Image Credits: Netflix

Hush: Disability and Horror

By Eva Phillips - March 27, 2017, 9:00 AM

There is a rote mundaneness that is inherent to preparing food, even the most exotic dish, which renders our auditory senses dulled. The sizzling succulence of fats and juices, the grinding and gnashing of peppers and spices, the satisfying slice of a knife—even the purifying rinse of leafy greens and fruits is so routinized it’s unnoticed. Our sensory awareness to the methodologies we use to find and produce meals, too, is absorbed into the swirling sonic phenomenon of food preparation—we are oblivious to the clacking on a keyboard as we scour blogs for recipes, or the flipping of pages as we comb through a cookbook. These sounds are minutiae, part of a pastiche of a standard activity.

In the opening moments of 2016’s Hush, the hearing-abled viewer is beset with drastic auditory depravation: a woman prepares a meal, balancing her attentions among something frying in a pan, vegetables boiling, and her laptop with the recipe perched on the countertop.

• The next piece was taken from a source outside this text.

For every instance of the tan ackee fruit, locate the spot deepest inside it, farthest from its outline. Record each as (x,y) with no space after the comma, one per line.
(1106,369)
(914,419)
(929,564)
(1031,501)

In an amniotic silence, she goes through the motions, the camera using intense precision cuts and close-ups to highlight visually what is absent sonically. Once mundane, the scene of preparing food is immersive yet distancing, acutely calling to attention all that the abled viewer takes for granted. We are left contemplating if things are dangerously overcooking, if timers are going off, what sort of stimuli we disregard as triggers we are completely missing. This disorientation is paramount to the viewer’s preliminary understanding of the nature of the film, establishing a brilliant discomfort and dislocation before the film’s tormenting terror ever unfolds.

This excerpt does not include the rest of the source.